The barn was at once transformed into a gigantic oven; heat and fire and smoke filled it floor to tiled roof, spilling out of its open ends. And in the middle of it all something screamed and screamed, a wildly hissing, rising scream that finally shut itself off as the upper floor collapsed and tipped blazing hay down into the roaring inferno. And still Roberts kept his finger on the trigger, until he knew that nothing — nothing — could have survived in there .

At the back of -the house Ken Layard found Gower burning Vlad. Jordan had just stepped in through the open window and Newton was about to follow him. ‘Hold it!’ Layard shouted. ‘You can’t work two crossbows together!’ He came forward. ‘I’ll go in this way,’ he told Newton, ‘with Jordan.

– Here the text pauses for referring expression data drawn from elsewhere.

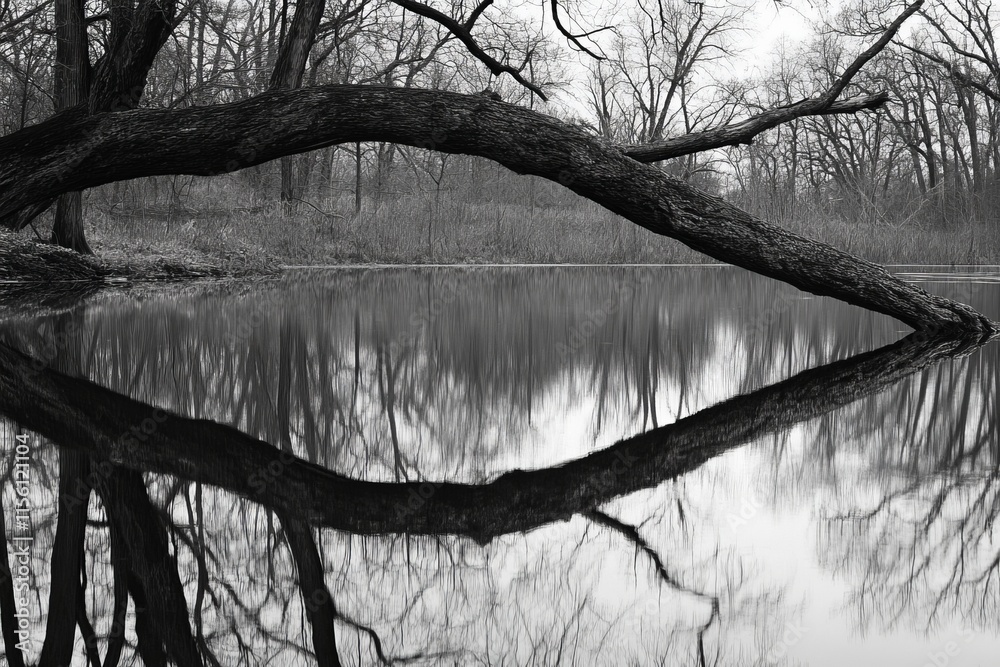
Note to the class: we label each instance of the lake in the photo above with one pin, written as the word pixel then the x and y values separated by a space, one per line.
pixel 527 465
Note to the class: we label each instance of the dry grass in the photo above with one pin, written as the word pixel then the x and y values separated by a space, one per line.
pixel 230 225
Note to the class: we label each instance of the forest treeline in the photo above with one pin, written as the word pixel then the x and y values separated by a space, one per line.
pixel 928 158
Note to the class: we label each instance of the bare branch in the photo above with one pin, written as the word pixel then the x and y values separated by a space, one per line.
pixel 957 74
pixel 744 131
pixel 873 51
pixel 575 39
pixel 461 31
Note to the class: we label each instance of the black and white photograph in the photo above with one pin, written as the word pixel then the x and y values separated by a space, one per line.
pixel 499 333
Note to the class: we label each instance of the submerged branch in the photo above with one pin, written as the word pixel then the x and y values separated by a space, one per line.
pixel 76 413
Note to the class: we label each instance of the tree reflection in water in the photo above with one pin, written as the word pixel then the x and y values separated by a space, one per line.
pixel 242 545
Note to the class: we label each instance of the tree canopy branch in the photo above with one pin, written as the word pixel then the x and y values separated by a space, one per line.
pixel 744 131
pixel 831 95
pixel 463 33
pixel 73 151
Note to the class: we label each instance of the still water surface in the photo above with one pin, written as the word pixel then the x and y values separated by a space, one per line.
pixel 845 517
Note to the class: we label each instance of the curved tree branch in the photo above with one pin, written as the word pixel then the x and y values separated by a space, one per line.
pixel 76 413
pixel 463 32
pixel 74 151
pixel 744 131
pixel 870 53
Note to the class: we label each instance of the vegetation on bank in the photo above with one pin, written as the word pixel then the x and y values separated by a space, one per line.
pixel 238 230
pixel 29 260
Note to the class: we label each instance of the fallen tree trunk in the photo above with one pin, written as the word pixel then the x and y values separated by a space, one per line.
pixel 74 412
pixel 74 151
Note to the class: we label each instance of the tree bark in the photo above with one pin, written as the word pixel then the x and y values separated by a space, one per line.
pixel 71 88
pixel 288 71
pixel 77 413
pixel 73 151
pixel 8 604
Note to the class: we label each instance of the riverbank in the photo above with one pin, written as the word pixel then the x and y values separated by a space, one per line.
pixel 420 231
pixel 27 260
pixel 245 243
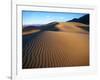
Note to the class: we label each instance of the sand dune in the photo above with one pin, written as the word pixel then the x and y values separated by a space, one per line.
pixel 57 49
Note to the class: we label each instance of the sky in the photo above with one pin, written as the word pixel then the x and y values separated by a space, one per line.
pixel 37 17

You stick with Gower and go round the front. Go now!’

As Layard clambered awkwardly in through the window, Newton dragged Gower away from the cindered, smoking thing that had been Vlad and jerked his thumb towards the far corner of the house. ‘That thing’s finished,’ he shouted, ‘so now get a grip of yourself! Come on the others will be inside by now.’

They quickly made their way through the mist-wreathed gardens on the south side of the house, and saw Roberts turn away from the blazing barn and drag Trask out of the danger area. Roberts saw them, yelled: ‘What the hell’s going on?’